States where the margin of victory was under 5%:
1. Pennsylvania, 2.3%
2. Oklahoma, 2.9%
3. South Carolina, 3.1%
4. South Dakota, 3.6%
5. Iowa, 3.9%
6. Hawaii, 4.0%
7. Oregon, 4.0%
8. Alaska, 4.7%

States where the margin of victory was under 10%:
1. Arizona, 5.2%
2. Nebraska, 5.8%
3. New Mexico, 6.0%
4. Wisconsin, 6.5%
5. Texas, 6.7%
6. New Hampshire, 7.4%
7. Guam, 7.6%
8. Wyoming, 8.0%
9. Tennessee, 8.6%
10. Vermont, 8.7%
11. Florida, 9.2%
12. Maine, 9.7%

==Alabama==

The 1986 Alabama gubernatorial election saw the election of Republican H. Guy Hunt over Democrat Bill Baxley.
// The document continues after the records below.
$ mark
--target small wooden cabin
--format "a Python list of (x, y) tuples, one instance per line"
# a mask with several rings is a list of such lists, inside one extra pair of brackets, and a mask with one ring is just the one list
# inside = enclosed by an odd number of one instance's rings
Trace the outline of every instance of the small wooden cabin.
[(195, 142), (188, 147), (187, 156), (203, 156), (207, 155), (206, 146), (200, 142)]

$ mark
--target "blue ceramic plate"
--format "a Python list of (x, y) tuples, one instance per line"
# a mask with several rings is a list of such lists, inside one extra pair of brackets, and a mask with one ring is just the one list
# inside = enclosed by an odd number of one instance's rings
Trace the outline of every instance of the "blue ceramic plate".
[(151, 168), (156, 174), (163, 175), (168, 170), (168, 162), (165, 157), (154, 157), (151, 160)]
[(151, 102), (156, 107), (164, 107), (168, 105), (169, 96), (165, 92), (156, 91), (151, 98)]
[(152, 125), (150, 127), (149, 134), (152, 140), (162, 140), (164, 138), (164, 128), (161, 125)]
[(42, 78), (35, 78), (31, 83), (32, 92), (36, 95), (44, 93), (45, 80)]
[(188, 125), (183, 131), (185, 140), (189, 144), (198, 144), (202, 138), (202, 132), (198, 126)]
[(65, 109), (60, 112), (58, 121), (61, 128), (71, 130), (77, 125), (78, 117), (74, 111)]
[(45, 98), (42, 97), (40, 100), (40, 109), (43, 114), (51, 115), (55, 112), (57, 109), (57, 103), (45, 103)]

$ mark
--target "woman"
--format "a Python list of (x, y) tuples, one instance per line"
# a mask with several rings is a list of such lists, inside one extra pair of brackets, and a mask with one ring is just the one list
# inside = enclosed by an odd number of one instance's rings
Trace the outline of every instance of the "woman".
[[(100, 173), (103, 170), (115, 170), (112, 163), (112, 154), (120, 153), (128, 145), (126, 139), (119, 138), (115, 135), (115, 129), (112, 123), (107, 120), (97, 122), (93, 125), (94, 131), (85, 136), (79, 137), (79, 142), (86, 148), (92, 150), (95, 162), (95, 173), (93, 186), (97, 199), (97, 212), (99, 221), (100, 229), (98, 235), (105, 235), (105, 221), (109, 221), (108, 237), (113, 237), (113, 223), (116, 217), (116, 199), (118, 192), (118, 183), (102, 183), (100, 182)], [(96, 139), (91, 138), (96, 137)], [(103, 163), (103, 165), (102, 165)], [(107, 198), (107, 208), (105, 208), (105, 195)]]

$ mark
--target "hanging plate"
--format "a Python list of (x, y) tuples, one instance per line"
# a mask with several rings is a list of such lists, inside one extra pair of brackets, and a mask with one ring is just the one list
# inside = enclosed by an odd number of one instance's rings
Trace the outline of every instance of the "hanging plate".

In state politics, this election is largely seen as a realigning election since Hunt was the first Republican to be elected governor in 114 years – the last Republican to be elected was David P. Lewis in 1872 during the Reconstruction era. In March 1986, incumbent George Wallace announced that he would not seek a fifth term as governor, ending an era in Alabama politics.

==Alaska==

The 1986 Alaska gubernatorial election took place on November 4, 1986, for the post of Governor of Alaska. Incumbent Governor Bill Sheffield, a Democrat who was seeking re-election, was defeated by Steve Cowper in the Democratic primary election on August 26, 1986.
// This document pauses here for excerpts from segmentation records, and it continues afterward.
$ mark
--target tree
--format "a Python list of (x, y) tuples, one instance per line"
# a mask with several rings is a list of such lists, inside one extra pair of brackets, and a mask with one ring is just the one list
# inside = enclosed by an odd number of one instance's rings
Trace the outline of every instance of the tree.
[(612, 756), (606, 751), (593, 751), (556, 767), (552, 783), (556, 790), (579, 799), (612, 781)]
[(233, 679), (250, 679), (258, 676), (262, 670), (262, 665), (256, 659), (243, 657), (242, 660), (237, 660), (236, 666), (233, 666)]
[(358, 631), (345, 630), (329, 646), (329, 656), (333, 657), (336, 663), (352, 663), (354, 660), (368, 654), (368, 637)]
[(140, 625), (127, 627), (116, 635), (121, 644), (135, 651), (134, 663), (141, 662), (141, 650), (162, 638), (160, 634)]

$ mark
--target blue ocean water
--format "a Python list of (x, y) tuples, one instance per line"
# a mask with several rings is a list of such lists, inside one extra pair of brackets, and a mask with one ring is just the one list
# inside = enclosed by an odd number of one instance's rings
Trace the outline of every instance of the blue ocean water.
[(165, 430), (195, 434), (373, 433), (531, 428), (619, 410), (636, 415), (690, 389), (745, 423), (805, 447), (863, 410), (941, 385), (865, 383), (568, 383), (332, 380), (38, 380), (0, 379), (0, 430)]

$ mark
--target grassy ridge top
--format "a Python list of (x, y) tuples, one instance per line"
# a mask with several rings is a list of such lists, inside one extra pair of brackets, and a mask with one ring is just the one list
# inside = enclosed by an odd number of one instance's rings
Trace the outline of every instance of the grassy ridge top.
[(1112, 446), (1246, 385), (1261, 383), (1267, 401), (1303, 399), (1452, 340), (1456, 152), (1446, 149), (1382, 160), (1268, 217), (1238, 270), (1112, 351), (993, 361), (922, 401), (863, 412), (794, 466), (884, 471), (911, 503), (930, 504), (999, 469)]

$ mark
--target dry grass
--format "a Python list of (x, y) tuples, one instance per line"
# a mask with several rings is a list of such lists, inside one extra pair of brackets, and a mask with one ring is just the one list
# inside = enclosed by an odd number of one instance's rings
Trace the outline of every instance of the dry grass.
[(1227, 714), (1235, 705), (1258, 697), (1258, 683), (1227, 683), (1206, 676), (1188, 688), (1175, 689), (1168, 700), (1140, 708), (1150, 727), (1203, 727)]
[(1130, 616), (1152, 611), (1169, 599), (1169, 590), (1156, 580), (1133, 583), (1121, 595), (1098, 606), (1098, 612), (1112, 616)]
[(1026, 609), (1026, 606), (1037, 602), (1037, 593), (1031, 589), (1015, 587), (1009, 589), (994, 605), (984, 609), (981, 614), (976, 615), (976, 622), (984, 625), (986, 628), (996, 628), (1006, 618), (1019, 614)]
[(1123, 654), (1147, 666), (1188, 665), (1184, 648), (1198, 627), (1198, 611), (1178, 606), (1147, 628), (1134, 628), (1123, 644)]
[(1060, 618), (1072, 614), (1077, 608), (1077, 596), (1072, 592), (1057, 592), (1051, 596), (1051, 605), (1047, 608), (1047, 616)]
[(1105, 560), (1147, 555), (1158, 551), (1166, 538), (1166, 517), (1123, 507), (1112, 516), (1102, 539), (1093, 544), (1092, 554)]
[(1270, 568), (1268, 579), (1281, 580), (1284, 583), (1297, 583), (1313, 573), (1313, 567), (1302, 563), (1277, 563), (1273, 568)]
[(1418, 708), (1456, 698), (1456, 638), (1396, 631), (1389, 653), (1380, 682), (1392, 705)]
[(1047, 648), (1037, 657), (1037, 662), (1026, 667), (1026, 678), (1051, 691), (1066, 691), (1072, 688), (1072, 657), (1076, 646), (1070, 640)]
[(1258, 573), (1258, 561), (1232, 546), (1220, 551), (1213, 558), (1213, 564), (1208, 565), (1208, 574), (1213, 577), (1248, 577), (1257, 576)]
In the general election, Democratic state Representative Steve Cowper defeated Republican candidate Arliss Sturgulewski and Alaska Independence candidate Joe Vogler. Sturgulewski had defeated former governor Wally Hickel, former Libertarian nominee Dick Randolph, former State House Speaker Joe L. Hayes, and former Alaskan Independence nominee Don Wright for the Republican nomination.

==Arizona==

The 1986 Arizona gubernatorial election took place on November 4, 1986, for the post of Governor of Arizona. Republican Evan Mecham, who defeated Burton Barr for the Republican nomination, defeated the Democratic nominee and State Superintendent Carolyn Warner and independent candidate Bill Schulz.

==Arkansas==

The 1986 Arkansas gubernatorial election was conducted on November 4, 1986, to elect the Governor of Arkansas. Incumbent Democratic Governor Bill Clinton stood for re-election. He had been elected in 1982 and re-elected in 1984, and sought a third consecutive term and fourth overall (Clinton had been first elected in 1978). His opponent was former Republican Governor Frank D. White, who was seeking to return to the office he had defeated Clinton for in the 1980 election.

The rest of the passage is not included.